AWU Victorian Branch Delegate of the Year Kylie Herriot has 1.9 million reasons why being a union member makes sense.

That’s how much she and her union – the Swim Instructors Association, an arm of the AWU – won in back pay for her co-workers last year.

Kylie was working at the Nunawading Swimming Club, primarily in the schools swimming program. It was a job she loved, especially as its flexible days and hours gave her the time to care for her young family.

But early last year she began questioning whether swim teachers at Nunawading were being underpaid, especially compared to other Victorian pool centres.

“We took it to management to negotiate, but they said no, even though coaches at other pools were being paid significantly more,” Kylie says.

“I spoke to the union, who said we needed to get more members. So I started a drive to recruit swimming teachers.”

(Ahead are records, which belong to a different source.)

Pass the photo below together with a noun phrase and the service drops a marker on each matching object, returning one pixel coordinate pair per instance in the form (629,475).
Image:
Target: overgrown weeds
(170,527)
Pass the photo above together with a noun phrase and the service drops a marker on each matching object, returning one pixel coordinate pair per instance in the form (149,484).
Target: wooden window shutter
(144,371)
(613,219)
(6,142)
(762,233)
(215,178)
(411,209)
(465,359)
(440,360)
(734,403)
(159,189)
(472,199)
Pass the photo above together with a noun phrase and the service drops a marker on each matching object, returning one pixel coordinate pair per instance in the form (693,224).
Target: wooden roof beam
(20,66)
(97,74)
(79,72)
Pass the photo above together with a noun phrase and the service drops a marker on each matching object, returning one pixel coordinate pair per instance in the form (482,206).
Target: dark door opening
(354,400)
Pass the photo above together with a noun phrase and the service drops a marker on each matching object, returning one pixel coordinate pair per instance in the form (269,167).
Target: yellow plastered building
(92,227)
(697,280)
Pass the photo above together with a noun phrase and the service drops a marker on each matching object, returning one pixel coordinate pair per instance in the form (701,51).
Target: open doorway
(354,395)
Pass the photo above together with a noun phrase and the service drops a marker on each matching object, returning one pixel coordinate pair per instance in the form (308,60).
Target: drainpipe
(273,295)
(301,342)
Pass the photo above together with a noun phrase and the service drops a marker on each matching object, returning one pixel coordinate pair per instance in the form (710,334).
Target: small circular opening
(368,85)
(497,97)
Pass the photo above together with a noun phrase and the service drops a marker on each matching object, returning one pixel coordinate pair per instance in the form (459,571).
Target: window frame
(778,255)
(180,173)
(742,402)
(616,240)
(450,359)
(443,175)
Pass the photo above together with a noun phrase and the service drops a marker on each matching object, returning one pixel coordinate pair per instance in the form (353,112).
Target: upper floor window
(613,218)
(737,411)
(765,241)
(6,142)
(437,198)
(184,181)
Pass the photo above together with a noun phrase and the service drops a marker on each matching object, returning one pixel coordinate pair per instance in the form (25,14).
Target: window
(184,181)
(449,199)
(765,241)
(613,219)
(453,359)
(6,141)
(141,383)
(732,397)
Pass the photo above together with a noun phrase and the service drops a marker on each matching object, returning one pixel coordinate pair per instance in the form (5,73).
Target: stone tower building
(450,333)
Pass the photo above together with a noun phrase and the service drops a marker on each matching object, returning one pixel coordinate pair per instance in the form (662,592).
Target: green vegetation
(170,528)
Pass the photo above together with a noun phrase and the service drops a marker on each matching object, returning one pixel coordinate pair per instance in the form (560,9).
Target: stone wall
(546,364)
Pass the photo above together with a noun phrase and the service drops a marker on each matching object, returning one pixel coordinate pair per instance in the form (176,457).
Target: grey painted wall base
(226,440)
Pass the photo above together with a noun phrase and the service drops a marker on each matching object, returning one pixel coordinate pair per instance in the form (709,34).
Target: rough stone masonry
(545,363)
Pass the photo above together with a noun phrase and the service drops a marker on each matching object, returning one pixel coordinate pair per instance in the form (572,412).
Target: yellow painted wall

Kyle says she became the delegate after she had taken it on herself to do the hard work during Melbourne’s lockdown.

“As the member numbers grew they asked me to volunteer. We started with none, then two, and ended up with 50 members.”

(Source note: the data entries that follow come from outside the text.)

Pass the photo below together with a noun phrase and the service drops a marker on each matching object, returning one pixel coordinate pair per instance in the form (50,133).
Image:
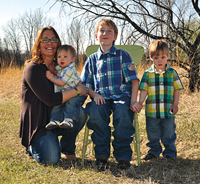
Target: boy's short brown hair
(158,47)
(108,22)
(67,48)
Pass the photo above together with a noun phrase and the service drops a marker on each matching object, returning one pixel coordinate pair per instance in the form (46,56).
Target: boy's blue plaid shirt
(160,87)
(110,74)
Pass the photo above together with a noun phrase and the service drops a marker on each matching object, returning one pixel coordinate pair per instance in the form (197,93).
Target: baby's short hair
(67,48)
(108,22)
(158,47)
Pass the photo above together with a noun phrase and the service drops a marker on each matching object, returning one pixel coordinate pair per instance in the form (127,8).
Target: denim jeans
(164,130)
(68,109)
(47,149)
(99,119)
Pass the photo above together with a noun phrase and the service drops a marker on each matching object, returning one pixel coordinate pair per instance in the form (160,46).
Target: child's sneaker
(52,124)
(149,156)
(67,123)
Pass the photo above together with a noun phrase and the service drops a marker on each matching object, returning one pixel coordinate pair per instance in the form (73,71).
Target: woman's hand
(49,75)
(99,99)
(82,89)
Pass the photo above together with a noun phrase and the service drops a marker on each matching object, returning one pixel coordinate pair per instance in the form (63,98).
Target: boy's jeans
(164,130)
(47,149)
(68,109)
(99,119)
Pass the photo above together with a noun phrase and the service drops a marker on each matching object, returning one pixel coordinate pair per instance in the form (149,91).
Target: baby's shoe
(67,123)
(52,124)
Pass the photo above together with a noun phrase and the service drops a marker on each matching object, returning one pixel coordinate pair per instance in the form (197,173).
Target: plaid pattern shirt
(160,88)
(110,74)
(69,75)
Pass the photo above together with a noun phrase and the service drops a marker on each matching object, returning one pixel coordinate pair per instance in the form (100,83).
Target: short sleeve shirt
(69,75)
(110,74)
(160,88)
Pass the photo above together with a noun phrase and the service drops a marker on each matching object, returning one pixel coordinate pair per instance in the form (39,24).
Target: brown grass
(16,168)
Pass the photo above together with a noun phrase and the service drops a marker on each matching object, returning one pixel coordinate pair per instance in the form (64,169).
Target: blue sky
(13,8)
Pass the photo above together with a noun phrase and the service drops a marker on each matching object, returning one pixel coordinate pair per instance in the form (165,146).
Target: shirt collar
(152,69)
(111,52)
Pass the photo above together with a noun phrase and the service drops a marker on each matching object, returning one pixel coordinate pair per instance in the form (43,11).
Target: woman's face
(49,48)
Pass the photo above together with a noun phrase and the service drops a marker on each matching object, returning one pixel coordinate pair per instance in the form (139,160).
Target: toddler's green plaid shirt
(160,88)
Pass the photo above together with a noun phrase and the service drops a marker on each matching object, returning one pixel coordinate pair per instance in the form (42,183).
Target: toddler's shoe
(52,124)
(149,156)
(67,123)
(123,164)
(167,157)
(102,163)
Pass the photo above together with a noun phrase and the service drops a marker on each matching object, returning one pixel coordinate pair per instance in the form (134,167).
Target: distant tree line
(139,22)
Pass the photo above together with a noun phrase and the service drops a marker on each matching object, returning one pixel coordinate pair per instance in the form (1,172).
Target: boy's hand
(173,109)
(49,75)
(136,107)
(99,99)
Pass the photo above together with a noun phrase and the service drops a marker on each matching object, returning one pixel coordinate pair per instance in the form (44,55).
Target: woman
(38,98)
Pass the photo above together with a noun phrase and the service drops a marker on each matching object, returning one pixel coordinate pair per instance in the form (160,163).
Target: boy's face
(160,61)
(105,35)
(64,58)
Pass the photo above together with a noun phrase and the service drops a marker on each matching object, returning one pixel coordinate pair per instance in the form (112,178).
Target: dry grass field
(15,167)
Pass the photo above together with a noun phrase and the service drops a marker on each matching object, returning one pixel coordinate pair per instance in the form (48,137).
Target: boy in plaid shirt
(162,85)
(63,115)
(113,85)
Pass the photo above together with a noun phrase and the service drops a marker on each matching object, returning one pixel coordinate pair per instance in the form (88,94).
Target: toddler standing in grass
(113,85)
(67,78)
(162,85)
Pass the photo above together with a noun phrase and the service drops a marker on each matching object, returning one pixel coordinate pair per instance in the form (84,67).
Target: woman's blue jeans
(164,130)
(47,149)
(99,119)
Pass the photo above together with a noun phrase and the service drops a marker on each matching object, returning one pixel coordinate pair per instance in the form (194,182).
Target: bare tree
(75,36)
(155,19)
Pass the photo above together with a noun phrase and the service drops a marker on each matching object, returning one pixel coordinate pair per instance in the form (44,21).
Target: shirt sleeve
(144,82)
(177,82)
(41,86)
(87,74)
(128,67)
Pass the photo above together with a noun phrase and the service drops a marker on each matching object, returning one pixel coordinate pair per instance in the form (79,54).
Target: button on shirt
(160,88)
(109,74)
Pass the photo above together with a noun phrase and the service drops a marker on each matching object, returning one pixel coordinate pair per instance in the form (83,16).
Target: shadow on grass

Kylie says she told management the workers were being underpaid, threatened to report them to the Fair Work Ombudsman, and they were forced to negotiate.

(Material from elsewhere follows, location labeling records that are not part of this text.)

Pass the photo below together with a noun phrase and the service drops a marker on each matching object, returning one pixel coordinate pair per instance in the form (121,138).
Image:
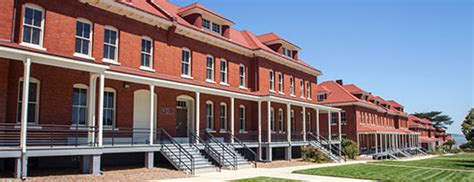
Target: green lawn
(264,179)
(435,169)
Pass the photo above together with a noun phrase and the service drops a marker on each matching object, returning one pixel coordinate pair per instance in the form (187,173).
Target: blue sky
(418,52)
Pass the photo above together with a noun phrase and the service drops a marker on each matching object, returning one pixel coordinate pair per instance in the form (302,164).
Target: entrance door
(182,119)
(141,116)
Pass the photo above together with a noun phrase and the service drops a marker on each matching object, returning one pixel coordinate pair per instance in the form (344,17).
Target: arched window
(79,104)
(109,107)
(242,119)
(33,26)
(223,116)
(33,100)
(209,115)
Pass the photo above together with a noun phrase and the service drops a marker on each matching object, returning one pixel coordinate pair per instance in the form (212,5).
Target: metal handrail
(214,154)
(245,147)
(181,150)
(224,149)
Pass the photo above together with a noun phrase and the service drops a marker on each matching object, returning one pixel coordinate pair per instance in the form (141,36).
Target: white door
(141,115)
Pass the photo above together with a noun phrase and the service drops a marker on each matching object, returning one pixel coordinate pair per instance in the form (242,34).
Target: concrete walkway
(282,172)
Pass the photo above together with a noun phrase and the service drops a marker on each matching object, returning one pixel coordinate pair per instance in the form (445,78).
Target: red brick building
(377,125)
(147,76)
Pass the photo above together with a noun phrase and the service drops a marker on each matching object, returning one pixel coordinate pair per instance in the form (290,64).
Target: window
(242,117)
(210,68)
(292,86)
(147,53)
(216,28)
(302,88)
(209,115)
(79,104)
(308,90)
(33,25)
(280,120)
(223,71)
(308,121)
(280,83)
(33,100)
(110,44)
(223,118)
(333,118)
(292,120)
(322,97)
(206,24)
(242,75)
(272,80)
(109,107)
(83,37)
(343,118)
(186,63)
(272,119)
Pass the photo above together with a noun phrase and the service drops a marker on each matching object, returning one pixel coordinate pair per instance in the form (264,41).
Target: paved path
(283,172)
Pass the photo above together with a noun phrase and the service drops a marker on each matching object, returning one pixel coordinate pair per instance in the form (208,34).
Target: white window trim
(244,119)
(108,89)
(211,115)
(38,82)
(292,86)
(244,77)
(41,38)
(271,80)
(226,71)
(117,43)
(223,129)
(148,68)
(86,56)
(280,83)
(212,80)
(82,86)
(188,76)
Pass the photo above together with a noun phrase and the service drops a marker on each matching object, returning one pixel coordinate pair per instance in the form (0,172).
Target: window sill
(144,68)
(243,88)
(34,46)
(210,81)
(30,126)
(224,84)
(187,77)
(79,55)
(110,61)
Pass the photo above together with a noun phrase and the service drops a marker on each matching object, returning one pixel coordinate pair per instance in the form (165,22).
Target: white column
(317,123)
(92,103)
(288,122)
(198,115)
(269,128)
(24,105)
(152,114)
(232,119)
(304,123)
(101,109)
(376,144)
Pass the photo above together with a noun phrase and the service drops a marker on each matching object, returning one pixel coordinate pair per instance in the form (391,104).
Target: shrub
(350,148)
(313,154)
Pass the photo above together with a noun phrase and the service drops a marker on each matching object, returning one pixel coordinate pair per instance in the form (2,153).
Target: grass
(442,168)
(264,179)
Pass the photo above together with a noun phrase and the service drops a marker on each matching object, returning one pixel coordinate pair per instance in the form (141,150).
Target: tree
(450,144)
(467,126)
(439,120)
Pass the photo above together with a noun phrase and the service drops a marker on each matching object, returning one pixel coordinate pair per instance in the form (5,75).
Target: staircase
(186,157)
(331,150)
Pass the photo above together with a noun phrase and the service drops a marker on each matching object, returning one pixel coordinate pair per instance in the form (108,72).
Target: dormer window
(322,97)
(287,52)
(211,26)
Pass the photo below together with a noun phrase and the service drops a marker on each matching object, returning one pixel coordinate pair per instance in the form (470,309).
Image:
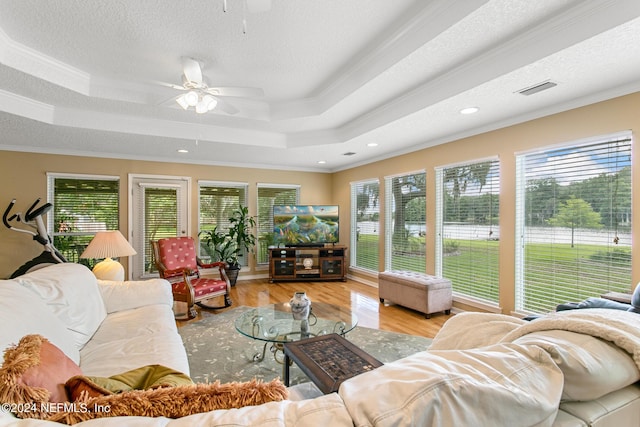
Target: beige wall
(23,176)
(603,118)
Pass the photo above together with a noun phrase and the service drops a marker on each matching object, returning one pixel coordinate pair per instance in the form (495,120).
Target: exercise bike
(33,219)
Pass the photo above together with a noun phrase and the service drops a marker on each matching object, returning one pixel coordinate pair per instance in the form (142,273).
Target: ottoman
(418,291)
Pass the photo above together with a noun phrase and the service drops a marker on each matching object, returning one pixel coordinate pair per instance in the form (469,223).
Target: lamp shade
(108,244)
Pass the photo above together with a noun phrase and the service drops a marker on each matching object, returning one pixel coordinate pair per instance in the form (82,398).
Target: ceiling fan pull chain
(244,17)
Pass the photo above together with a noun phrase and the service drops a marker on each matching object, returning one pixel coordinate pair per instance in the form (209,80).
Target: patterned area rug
(218,352)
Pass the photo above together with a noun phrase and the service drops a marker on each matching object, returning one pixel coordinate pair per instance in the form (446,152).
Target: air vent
(537,88)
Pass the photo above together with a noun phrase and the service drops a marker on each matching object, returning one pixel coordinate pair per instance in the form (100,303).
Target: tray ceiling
(91,78)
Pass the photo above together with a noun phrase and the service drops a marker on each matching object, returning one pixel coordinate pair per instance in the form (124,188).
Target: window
(574,218)
(405,225)
(268,196)
(82,205)
(365,216)
(217,201)
(467,243)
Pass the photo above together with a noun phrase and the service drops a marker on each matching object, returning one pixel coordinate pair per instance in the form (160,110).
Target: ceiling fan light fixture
(210,102)
(191,98)
(182,101)
(201,107)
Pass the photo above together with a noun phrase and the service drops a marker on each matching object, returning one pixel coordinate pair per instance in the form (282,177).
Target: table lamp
(107,245)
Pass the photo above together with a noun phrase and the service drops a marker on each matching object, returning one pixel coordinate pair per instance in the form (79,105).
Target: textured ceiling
(91,78)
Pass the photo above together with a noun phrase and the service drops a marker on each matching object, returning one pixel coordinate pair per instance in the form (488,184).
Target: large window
(268,196)
(82,206)
(405,222)
(574,219)
(468,228)
(365,226)
(217,201)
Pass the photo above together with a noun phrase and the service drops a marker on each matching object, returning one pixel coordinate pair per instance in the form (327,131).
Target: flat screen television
(306,225)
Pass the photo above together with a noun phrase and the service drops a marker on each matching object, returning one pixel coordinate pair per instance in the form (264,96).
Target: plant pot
(232,273)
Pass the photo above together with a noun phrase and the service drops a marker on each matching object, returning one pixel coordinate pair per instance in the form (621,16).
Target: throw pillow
(143,378)
(34,371)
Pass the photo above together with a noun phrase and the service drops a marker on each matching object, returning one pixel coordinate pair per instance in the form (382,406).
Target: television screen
(299,225)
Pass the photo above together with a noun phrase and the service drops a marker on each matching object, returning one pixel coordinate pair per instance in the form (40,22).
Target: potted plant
(229,246)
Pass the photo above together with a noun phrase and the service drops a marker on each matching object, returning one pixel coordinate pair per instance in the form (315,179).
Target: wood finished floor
(360,298)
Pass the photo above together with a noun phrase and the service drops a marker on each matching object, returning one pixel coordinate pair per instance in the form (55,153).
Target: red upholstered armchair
(176,260)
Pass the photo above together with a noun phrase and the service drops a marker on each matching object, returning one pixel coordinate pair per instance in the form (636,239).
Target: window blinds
(467,224)
(365,227)
(82,206)
(574,219)
(405,222)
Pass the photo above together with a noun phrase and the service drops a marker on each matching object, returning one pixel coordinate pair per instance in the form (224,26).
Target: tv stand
(307,263)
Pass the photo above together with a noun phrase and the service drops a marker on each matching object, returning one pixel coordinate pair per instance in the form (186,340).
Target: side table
(328,360)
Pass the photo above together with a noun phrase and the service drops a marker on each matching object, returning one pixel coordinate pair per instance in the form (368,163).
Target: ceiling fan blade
(238,92)
(226,107)
(171,85)
(258,6)
(192,70)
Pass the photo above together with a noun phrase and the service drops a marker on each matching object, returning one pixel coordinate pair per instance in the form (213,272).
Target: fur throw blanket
(35,373)
(474,330)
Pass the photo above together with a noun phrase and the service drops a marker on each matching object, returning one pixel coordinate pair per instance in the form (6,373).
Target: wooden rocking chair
(176,261)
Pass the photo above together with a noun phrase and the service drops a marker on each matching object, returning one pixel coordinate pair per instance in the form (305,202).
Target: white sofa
(473,375)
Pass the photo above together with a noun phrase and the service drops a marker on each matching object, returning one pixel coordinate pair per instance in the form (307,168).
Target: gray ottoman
(418,291)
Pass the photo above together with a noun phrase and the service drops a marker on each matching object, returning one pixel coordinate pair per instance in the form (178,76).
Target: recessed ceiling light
(469,110)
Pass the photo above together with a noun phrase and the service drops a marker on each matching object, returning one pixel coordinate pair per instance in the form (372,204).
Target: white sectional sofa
(485,373)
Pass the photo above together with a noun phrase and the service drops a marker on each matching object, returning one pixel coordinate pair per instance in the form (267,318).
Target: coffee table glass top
(275,323)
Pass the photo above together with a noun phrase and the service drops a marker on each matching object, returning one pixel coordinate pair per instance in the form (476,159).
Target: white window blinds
(217,201)
(365,226)
(405,222)
(82,206)
(574,221)
(468,232)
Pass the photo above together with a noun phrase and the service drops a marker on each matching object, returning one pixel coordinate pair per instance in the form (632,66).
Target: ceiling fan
(202,97)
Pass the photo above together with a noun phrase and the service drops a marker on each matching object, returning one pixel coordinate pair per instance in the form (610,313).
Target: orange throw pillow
(33,366)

“It took a lot of work and at one stage they sacked us all – three weeks into JobKeeper,” she says.

“We threatened to go to media and protest outside the local council building if they didn’t give us our jobs back within 24 hours.

“It was a bit hairy sitting in meetings with the Nunawading legal team. But the settlement eventually came to $1.9 million plus super.”

Kylie says the settlement covered 351 staff who worker on site at one time or another over a six-year period from 2013.

“It was quite a surprise as I thought they might owe us $3000 or $4000. In the end the back payments ranged from $15,000 up to $75,000 each for AWU members who were there for the whole six years.”

Kylie says she couldn’t have done it without AWU organisers Guy Stevenson and Catherine Hinton: “They were great help, always good, always open to sit down and help.

“On my own it would have been impossible to find time to deal with all the factors, such as how many people were working and how many hours.”

With the dispute behind her Kylie has moved to a new role at Knox Leisure Works. She delights in saying she has since bought many of her Nunawading workers with her.

“It’s been really good as swim teachers are in short supply.

“Now I am a manager, I tell all new workers they should join their union.

“Things can go so wrong for people in this industry and Nunawading was only the tip of the iceberg. The award is difficult to read and lot of people take advantage of that.

“I am no pushover, but I’m fair and don’t like people taking advantage of others, especially young workers.”

What does she think about being delegate of the year: “It was great to be recognised by others for the work and time I put into it.

“And I encourage others to join our union – the Swim Instructors Association. It’s small and it needs to get bigger.”